Rave reviews count, even when they’re from a dear friend! Here’s a link to Ms Kristy’s assessment of the show: “Hey, Sailor” transforms and delights. Thanks, Kristy, you are ever so sweet and awesome!
Six shows left: 8pm Th/Fri/Sat through Oct 4. Click here for tickets & info or call 1-800-838-3006. If you’ve already seen the show, please tell people about it and consider posting your thoughts/reviews on the SFGate page.
We had a wonderful first weekend, I’m finally over the flu, and looking forward to enjoying the next six performances. Miraculously, I still remember all my lines after four days off! Once a show has seeped into my body, it’s there for good– I wonder if I’ll be reciting Squeak’s syphilis monologue for the next ten years…?? The show is just getting better and better, as all of us get more comfortable in our characters, in the theatre, and with our lines.
On Saturday I felt well enough to go with friends out after the show, which is my favorite thing to do, since I’m usually wired from performing and excited to see people. It was a balmy SF night so we walked a couple of blocks to Mel’s Diner and through the giant Oracle craziness in Yerba Buena Gardens, which was sort of magical-looking, with tents and fairy lights everywhere. As we walked and talked, we realized we’re all in some form of big life/career transition. Maybe that’s what our late 30s are about… M wrote and received a giant government grant, so now she’ll be moving from being a professor to administering a campus-wide program to improve outcomes for underserved Asian Pacific Islander students. F is thinking of leaving his corporate training gig so that he can actually learn something new himself. And J is only two weeks back from a long stint Beijing and still in culture shock, yet people keep asking him “What are you doing now?”
I shared my own personal metaphor for that, when people ask me what I’m doing next — before the book has even come out! It’s kind of like there’s a woman having a baby, and they’re cutting her open, and the crown of the baby’s head is just coming out, all bloody and sticky, and the baby hasn’t even taken its first breath yet, let alone cried or fed or pooped or puked, and someone says to her, ‘So what are you going to do NOW?’
Really, what I’m doing now is just trying to BE in the transition. That has a few elements:
– Being in “Hey Sailor” … shifting from the inward and isolated mode of writing to a much more extroverted art form, working in collaboration with a great cast and crew. Aside from the awesomeness of the script, it feels like great pre-book-tour training as I learn what it takes for me to perform, connect with audiences, and stay sane and healthy.
– Working with a coach, who is helping me to set goals and clarify where I want to be in a year, and how to get there.
– Writing up a business plan for myself, a culmination of a great class I took from the Women’s Initiative for Self-Employment, which has helped me understand things like “cash flow” — i.e. why some months I can afford shoes and other months I can’t! The business plan is great because it gives me a sense of how I’m going to be supporting myself over the next 18 months, how much & what kinds of paid work I need, and how to get it.

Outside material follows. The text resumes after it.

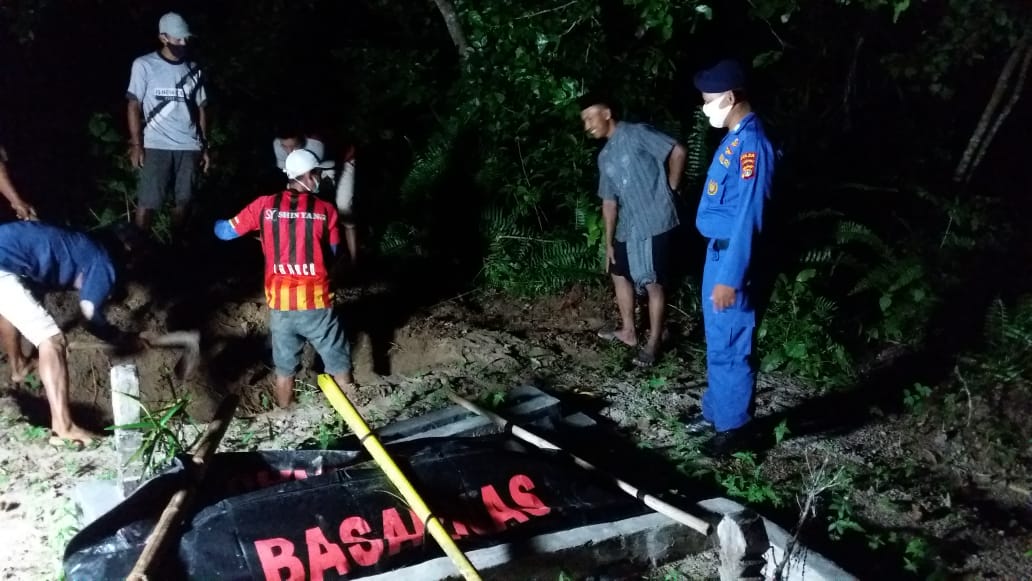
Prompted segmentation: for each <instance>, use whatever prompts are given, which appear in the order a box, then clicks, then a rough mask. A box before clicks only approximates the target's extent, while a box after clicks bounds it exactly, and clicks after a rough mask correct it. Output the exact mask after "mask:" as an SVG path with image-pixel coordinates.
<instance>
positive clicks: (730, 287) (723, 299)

– Laying the groundwork for marketing and book touring, connecting with folks everywhere.
– AND, enjoying life, relationships, family, friends, myself, yoga, the City … Just taking time to, as a friend suggested, bask in the feeling of completion. Sometimes I still don’t *really* quite believe that durn book is DONE!
It was great to see your show and view your talent and brilliance from yet another angle. The script is indeed very moving and it was a treat to find the venue (I love discovering great art in an ally) and climb my way up to my seat. Your performance shone. Squeek could have been one-dimensional and pathetic, but you brought out her depth. And your comic timing is fantastic!
I’m sorry I didn’t get to stay afterward. It was a weekend of “wearing many hats” and I needed some rest.
I’ll add myself to your list of folks experiencing major life changes. What is it about the impulse of people to ask each other about what you are doing next? One would hope that by your mid-30’s ALL your experiences are building on each other and the “beginning” and “end” of projects are less defined. Based on the looking at my live and the people around me, I think we should get really comfortable with grooving with the continuum of transition. We all have so much going on that change is here to stay, so we might as well enjoy it!